Reka Cserny's appetite for basketball extends to the summer

By Alex M. Sherman, Crimson Staff Writer

While the rest of women’s basketball team was together touring France this summer, Reka Cserny was conspicuously absent.

Injured? No. Suspended? Hardly.

Cserny was playing with the Hungarian National Team. It was her sixth year playing with a national squad but her first on the women’s senior team in the European Championship. Previously, Cserny had played for teams based on her age group (under-20, under-18, etc.), but this summer’s team was the real thing.

“There were a lot of WNBA players in the league as well as some of the top players from club teams in Europe,” said the junior center from Budapest, who averaged 14.7 points and six rebounds per game last season. “They are taller, stronger and faster than an average Ivy League player.”

Cserny was invited to play by the head coach of the Hungarian team, which finished 10th overall in the summer tournament.

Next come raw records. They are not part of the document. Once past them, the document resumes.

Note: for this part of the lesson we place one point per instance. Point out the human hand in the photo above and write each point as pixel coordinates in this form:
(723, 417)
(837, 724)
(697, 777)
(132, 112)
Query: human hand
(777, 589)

She played a total of 18 games in August and September, practicing twice a day in early August and then playing tournament games in Hungary, Greece and France.

While Cserny matched up against professional players such as 6’5 Elana Baranova from Russia and 7’2 Margo Dydek of Poland, she still prefers the collegiate level.

“They don’t enjoy playing as much as we do in the Ivy League,” Cserny said. “I missed the atmosphere a lot.”

However, Cserny enjoyed her summer tour and is considering either returning to Hungary or moving to Europe when she graduates in 2005. She admits it’s too early to make a decision on her future, but Cserny says she’ll probably return home after school.

“I like living in the U.S. but I think I’ll go back to Hungary or somewhere else in Europe,” she said. “I still have almost two years to decide, so for now I want to focus on what I’m doing today.”

Cserny may have a future playing professional basketball down the road. Like co-captain Hana Peljto and Allison Feaster ’98 before her, Cserny won the Ivy League’s Rookie of the Year award after her freshman season and followed it up with All-Ivy First Team honors. Yet, Cserny is not sure she wants to dedicate her entire life to basketball.

“I can’t imagine my life without basketball, but I would also like to do something else while playing, which would be very difficult if I pursued a professional career,” she said.

The present goal, however, is winning the Ivy League. Not only was Cserny able to improve against top competition in Europe this summer, but her teammates gained valuable experience playing without their star center in the lineup when Harvard was touring France and Switzerland.

If Cserny stays healthy, she has a great chance to win her third Ivy League Championship in three years, a feat few Harvard athletes in any sport have ever achieved—and probably fewer Hungarians.